July 2021


It has been fourteen years since we left Ontario to move to Malaysia and six years since we moved to this beautiful, tropical island but now the time is upon us to take the next step. Trip planning is a nightmare in this time of COVID-19 and we have had to make multiple adjustments for our onward journey based on limited and ever-changing flights, quarantine requirements and health insurance stipulations. Our initial plan to leave on June 26th, right at the end of the school year and the end of our lease at GTV was scuttled, leaving us with an unplanned three weeks to spend on island.

Initially we were somewhat dismayed because we had hoped to attend Family Camp with our grandkids in Ohio. As with many things in life that frustrate us, this turned out to be a blessing in disguise. Our friends Jeff and Amy are home for the summer and very graciously allowed us to move to their beautiful condo on Seven Mile Beach. We wake up to an amazing view of the beach and every morning we are down before seven walking and swimming and just reveling in the beauty of God’s creation. The pool is wonderful and we took advantage of it to have friends over for final visits and to share a few more sunsets with us.

Graduating students and parents had blessed us with gift cards and restaurants coupons so many of our meals were special reminders of favourite people and places here. Dear friends gave us a gift certificate to Grand Old House which has a wonderful seaside location with an amazing sunset view. We treated ourselves to Chateaubriand for two; a fabulous meal prepared and flamed in front of us.

Even got in one more visit with our dear friend Ms Nimmi who treated us to an Indian meal, Masala Dhosa, which was our go-to meal in Malaysia. Spent a last sunset at GTV with our friends from there with whom we shared so much of life over the past few years. Our Director, Jim and Andie invited us, along with our friends Rob and Rita and Ainsley for a BBQ at their new new home in Lime Tree Bay.

Seriously we should have ordered one and split it!

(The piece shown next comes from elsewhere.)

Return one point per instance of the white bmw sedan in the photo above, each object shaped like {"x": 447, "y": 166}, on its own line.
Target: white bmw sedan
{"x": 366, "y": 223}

We had often sat on Barker’s Beach, one the the most peaceful places to read and picnic and watch the kite surfers ride the wind and waves. Often horse back riders would wander by before heading off into the water for a swim. My friend Kristi really wanted to experience this so she talked me into joining her for a ride and it was amazing, even if a bit terrifying. The ride lasted for about a half hour until the guide stopped to remove the saddle and have the horses wade into the water to a depth that they had to swim. It took some muscles that I did not know I had to stay on the horse but was an absolutely amazing way to enjoy the warm, crystal clear waters of the Caribbean Sea.

2015 saw a large group of about twenty five new teachers and staff join the faculty at CIS. Cherilyn came as a single, young lady but we had the joy of attending her wedding to Taylor two year later and have enjoyed they friendship through our Community Group as well as school. Joe, a young man man joined CIS as the Band teacher and we have been delighted as we watched him develop the music program at the school. Happily, he met the love of his life in another music teacher and our delay in leaving the island allowed us to be here to share in their beautiful seaside wedding. and reception at Grand Old House. Now our bags are packed and we are on to the next adventure.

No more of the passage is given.